A recent meeting of BRICS deputy foreign ministers in New Delhi, convened under India's presidency, concluded without a consensus joint statement, exposing the deep-seated rivalries that now exist within the expanded bloc.[2] The gathering, intended to discuss the ongoing crisis in West Asia, instead became a stark illustration of the challenges facing the group's cohesion, as differences between Iran and the United Arab Emirates (UAE) proved insurmountable.[1][2] The diplomatic impasse forced India to issue a non-binding 'Chair's Statement', a move that signals a significant failure to forge consensus on a critical international security issue.[2]
New Members, Old Animosities
The primary cause for the breakdown was the inability of diplomats to agree on common language, a failure largely attributed to the "deeply polarised" nature of the discussions.[2] The meeting's focus was the current situation in West Asia, specifically in the context of the conflict involving Israel, the United States, and Iran.[1] It was here that the historic animosity between new BRICS members Iran and the UAE came to the fore, derailing the prospect of a unified declaration.[1][2]

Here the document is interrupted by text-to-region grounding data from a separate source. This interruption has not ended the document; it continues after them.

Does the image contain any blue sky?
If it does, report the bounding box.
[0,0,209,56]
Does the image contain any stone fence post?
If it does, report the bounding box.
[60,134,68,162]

This incident marks one of the first major tests for the expanded BRICS, which recently welcomed several new countries, including the two Gulf rivals. The inability to paper over their differences on a key regional crisis suggests that the bloc has effectively imported the complex and often intractable politics of West Asia. For India, which has traditionally maintained carefully balanced relationships with all parties in the Gulf, the event demonstrates the difficulty of translating its bilateral diplomatic successes into a multilateral consensus within a group of increasingly divergent interests.

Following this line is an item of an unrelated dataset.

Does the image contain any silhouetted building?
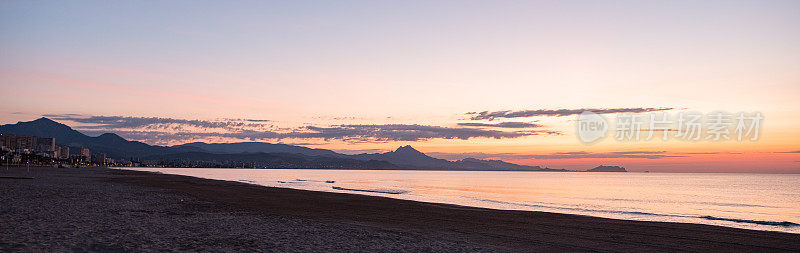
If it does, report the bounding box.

The deadlock was not solely due to the Iran-UAE dynamic. Reports indicate that India's own diplomatic posture contributed to the stalemate. New Delhi reportedly sought to "dilute language on Israel-Palestine," a move consistent with its long-standing policy of strategic ambiguity and maintaining positive ties with both Israel and Arab nations.[2] However, in a multilateral forum that includes staunchly pro-Palestinian members, this attempt at neutrality likely added another layer of complexity, making a consensus document even more elusive.
India's Chairmanship Under Pressure
The outcome of the Delhi meeting spells trouble for India's BRICS Presidency.[2] A core objective for any chair is to guide the group towards unified positions on key global issues. The failure to do so, particularly on home soil, is a notable setback. The issuance of a Chair's Statement is a standard diplomatic procedure when consensus is not achievable, but it is also a public admission of disunity. The statement merely reflected the subjects that were discussed, rather than presenting a collective BRICS stance, thereby highlighting the group's internal fractures.[2]

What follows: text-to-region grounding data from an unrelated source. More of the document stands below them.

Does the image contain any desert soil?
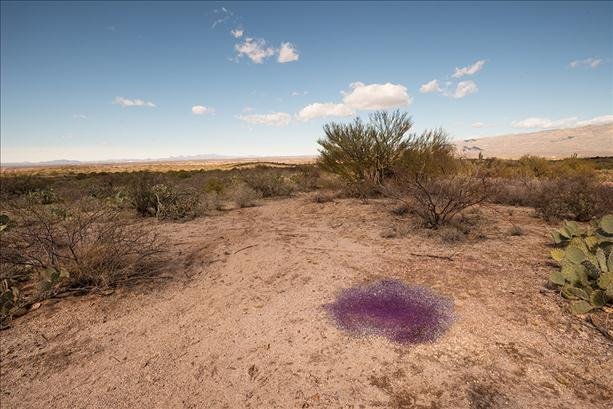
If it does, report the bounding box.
[1,195,611,408]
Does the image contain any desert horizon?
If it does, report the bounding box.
[1,2,612,409]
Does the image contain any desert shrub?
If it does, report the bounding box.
[26,187,60,205]
[291,165,322,191]
[533,175,612,221]
[0,174,47,197]
[490,178,540,207]
[317,110,413,194]
[386,170,491,228]
[230,183,261,208]
[0,201,164,324]
[149,184,201,220]
[128,173,200,220]
[203,191,224,211]
[549,216,613,314]
[203,177,226,194]
[508,225,524,236]
[243,171,295,197]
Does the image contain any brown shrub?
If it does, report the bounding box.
[532,176,612,221]
[0,201,165,297]
[230,183,261,208]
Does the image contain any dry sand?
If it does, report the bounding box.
[455,123,613,159]
[1,195,611,408]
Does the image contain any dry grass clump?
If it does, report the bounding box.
[0,200,165,325]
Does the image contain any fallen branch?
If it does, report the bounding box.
[408,252,457,261]
[234,244,258,255]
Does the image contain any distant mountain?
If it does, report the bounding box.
[2,154,235,168]
[455,123,613,159]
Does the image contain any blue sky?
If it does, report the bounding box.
[1,1,612,162]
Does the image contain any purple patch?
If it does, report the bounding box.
[325,279,455,344]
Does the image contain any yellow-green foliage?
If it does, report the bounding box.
[549,215,613,314]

This episode underscores a fundamental challenge for India's foreign policy. New Delhi prizes its strategic autonomy, which allows it to engage with a wide array of partners, including those who are adversaries of one another. This strategy has been effective in bilateral contexts. However, the BRICS meeting shows that when these partners are all in the same room, India's balancing act becomes exponentially more difficult to maintain, let alone institutionalise in a joint statement. The pressure to choose sides, or to craft language so anodyne as to be meaningless, becomes immense.
Implications
The divisions on display in New Delhi raise critical questions about the future of the BRICS grouping. Its ambition to serve as a counterweight to Western-dominated international institutions is predicated on its ability to act with a single voice. If the bloc is unable to agree on a statement regarding a major global crisis, its credibility and relevance as a cohesive geopolitical actor are diminished. The "deeply polarised" nature of the deputy FMs' meeting suggests that this disunity may become the new normal for the expanded group.[2]
For India, the path forward as BRICS chair appears fraught with difficulty. The incident is a clear signal that managing the expanded group will require a level of diplomatic maneuvering far greater than in the past. The core challenge will be to find common ground on issues that do not directly touch upon the intractable regional rivalries that its new members have brought into the fold. The next high-level BRICS meetings will be a crucial indicator of whether the Delhi impasse was an isolated incident or a harbinger of a permanently fractured bloc. The ability of member states to compartmentalise their bilateral disputes will ultimately determine the effectiveness and future of the BRICS project.